Könnte man die deutsche Autobahn nicht genauso vermarkten wie die Route 66? Überlegungen auf der berühmtesten Nebenstraße der Welt, in einem Dorf in Illinois und an der Berliner Tourismus-Messe. 

Grosse Ideen beginnen meistens in Amerika und meistens mit Blick auf eine Weltkarte. Ich stand in einem Dorf in Illinois im Route-66-Museum, blickte auf die Karte voller Stecknadeln und dachte nur: „Diese Nadeln holen wir uns!“

Wochen später dann sass ich an der Internationalen Tourismus-Messe ITB in Berlin an einem Fass am Stand Baden-Württembergs, flankiert von einem alten Porsche und einem alten Mercedes, und am Ende langer Ausführungen stellte ich eine Tasse mit rot-blauem Logo und der Aufschrift „Historic Autobahn“ auf das Fass und der Tourismusmarketing-Chef sagte dazu: „I find’s stark!“

In solchen Momenten glaubt man, eine ganz grosse Idee geboren zu haben.

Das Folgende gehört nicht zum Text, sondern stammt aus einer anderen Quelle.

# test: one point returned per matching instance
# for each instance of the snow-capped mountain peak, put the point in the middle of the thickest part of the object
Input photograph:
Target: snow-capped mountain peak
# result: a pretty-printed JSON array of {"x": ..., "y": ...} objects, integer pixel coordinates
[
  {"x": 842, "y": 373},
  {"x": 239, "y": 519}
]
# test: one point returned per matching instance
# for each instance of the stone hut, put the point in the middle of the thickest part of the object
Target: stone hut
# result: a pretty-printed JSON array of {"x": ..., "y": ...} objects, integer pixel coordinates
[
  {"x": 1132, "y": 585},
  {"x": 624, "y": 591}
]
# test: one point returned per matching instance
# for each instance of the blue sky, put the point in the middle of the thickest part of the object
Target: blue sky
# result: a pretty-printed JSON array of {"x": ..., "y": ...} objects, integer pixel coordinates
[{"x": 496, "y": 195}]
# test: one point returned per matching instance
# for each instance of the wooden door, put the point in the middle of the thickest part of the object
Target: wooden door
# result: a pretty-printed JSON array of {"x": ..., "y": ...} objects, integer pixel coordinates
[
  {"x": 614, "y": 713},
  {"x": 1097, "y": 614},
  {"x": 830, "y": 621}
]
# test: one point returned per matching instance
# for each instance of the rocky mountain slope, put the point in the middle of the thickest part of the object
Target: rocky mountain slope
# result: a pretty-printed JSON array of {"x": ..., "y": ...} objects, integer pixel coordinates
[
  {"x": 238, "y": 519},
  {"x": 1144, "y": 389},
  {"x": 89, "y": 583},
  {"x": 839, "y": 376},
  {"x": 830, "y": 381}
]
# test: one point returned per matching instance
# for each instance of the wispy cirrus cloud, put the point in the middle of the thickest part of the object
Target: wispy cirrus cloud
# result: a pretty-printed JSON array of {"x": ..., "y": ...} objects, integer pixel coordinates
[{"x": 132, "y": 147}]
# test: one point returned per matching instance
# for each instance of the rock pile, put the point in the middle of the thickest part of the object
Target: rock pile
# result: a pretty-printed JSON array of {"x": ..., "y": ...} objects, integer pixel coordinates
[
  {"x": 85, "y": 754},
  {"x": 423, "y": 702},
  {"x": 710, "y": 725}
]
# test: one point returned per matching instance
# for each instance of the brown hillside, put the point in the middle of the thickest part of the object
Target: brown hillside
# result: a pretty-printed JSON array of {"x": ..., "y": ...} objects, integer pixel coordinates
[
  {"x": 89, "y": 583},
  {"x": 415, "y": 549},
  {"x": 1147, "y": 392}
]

Oder die dümmste in der Geschichte des Tourismus.

Jedenfalls war ihr Ursprung reichlich unspektakulär. Mit einer Gruppe deutscher Reise-Journalisten fuhr ich ins Dorf Pontiac im US-Bundesstaat Illinois. Wir wollten mehr erfahren über die berühmteste Nebenstraße und die – nach der Chinesischen Mauer und der Transsibirischen Eisenbahn – vielleicht drittlängste Sehenswürdigkeit der Welt: die Route 66.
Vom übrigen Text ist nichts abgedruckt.